4 Floating Rate ETFs for an Alternative to Cash

Investors looking for an alternative to traditional cash instruments can consider floating rate bonds and the related exchange traded funds. The Federal Reserve has boosted borrowing costs twice this year and many bond market observers expect a third rate hike before the end of the year.

The iShares Floating Rate Bond ETF (NYSEArca: FLOT) is one of the largest ETFs dedicated to floating rate notes. Floating rate notes, like the name suggests, have a floating interest rate.

Specifically, the notes’ have a so-called reset period with interest rates tied to a benchmark, such as the Fed funds, LIBOR, prime rate or U.S. Treasury bill rate. Due to their short reset periods, these floating rate funds have relatively low rate risk.

“Many investors are concerned about the effect of rising rates on bonds or stocks becoming overvalued after repeatedly hitting new highs.
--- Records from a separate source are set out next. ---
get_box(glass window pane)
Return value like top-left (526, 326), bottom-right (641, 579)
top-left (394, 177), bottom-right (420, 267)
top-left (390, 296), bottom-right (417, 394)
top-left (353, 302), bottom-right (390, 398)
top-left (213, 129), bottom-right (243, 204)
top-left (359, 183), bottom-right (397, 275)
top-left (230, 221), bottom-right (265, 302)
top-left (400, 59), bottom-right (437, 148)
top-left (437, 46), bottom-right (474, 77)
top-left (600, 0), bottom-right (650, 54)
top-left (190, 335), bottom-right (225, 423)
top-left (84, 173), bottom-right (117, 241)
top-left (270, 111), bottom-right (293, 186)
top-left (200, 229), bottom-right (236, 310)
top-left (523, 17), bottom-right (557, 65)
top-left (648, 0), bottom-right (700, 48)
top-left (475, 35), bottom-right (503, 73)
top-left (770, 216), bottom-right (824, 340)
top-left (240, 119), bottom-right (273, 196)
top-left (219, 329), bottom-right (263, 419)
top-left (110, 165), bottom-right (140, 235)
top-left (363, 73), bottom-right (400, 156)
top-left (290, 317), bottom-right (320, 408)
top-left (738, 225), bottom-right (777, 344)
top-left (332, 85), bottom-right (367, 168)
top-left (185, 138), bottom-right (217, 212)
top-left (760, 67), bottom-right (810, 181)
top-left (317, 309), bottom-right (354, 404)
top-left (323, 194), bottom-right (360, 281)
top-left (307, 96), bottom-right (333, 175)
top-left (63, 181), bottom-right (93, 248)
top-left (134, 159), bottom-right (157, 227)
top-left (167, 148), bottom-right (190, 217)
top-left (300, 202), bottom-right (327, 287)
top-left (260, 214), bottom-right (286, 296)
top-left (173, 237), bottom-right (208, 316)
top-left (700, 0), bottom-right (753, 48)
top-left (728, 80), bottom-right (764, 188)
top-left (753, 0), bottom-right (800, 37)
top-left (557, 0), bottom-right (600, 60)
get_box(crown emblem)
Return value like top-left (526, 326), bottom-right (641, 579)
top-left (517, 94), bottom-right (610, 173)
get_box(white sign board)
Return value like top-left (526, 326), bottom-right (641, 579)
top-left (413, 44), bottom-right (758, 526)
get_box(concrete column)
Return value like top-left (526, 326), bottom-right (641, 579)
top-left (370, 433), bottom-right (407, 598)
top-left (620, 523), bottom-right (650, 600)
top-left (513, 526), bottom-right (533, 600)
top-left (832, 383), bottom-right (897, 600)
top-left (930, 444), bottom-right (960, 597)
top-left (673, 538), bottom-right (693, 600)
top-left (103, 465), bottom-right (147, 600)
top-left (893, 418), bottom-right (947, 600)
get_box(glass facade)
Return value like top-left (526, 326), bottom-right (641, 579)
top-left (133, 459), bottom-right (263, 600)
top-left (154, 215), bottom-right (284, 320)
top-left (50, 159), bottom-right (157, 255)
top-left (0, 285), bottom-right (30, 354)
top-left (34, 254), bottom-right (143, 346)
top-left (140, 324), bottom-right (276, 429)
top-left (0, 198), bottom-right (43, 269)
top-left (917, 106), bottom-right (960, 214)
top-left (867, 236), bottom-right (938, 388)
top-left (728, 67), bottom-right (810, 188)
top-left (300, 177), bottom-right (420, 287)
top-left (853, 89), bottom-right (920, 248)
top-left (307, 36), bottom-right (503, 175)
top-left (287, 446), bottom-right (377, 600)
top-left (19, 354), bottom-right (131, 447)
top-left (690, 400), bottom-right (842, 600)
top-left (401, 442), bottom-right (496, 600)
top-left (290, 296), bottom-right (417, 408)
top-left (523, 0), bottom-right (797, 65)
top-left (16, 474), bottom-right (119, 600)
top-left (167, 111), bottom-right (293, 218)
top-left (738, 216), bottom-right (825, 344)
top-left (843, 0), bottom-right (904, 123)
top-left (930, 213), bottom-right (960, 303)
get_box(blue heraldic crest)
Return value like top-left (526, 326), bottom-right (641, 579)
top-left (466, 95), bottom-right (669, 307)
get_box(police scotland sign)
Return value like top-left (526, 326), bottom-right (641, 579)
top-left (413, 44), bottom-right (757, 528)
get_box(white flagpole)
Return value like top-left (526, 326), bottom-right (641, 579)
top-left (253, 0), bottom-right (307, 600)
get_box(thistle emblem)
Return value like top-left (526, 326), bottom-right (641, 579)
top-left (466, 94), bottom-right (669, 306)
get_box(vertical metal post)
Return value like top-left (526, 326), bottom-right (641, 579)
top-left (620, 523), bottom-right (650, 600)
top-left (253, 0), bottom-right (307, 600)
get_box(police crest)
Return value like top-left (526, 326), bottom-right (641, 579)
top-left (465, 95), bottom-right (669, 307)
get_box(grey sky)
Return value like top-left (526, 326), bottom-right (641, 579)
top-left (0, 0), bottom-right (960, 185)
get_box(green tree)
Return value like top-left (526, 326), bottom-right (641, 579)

If you want to get your cash off the sidelines but aren’t ready to commit to something long term, consider a short-term bond exchange-traded fund (ETF),” said BlackRock in a recent note.

As a result of the safe and conservative nature of floating rate bonds, investors should not expect high yields. Nevertheless, Treasury money market funds are so starved for yield that anything with an extra basis point or two and the quality and liquidity of a Treasury security will provide an attractive alternative.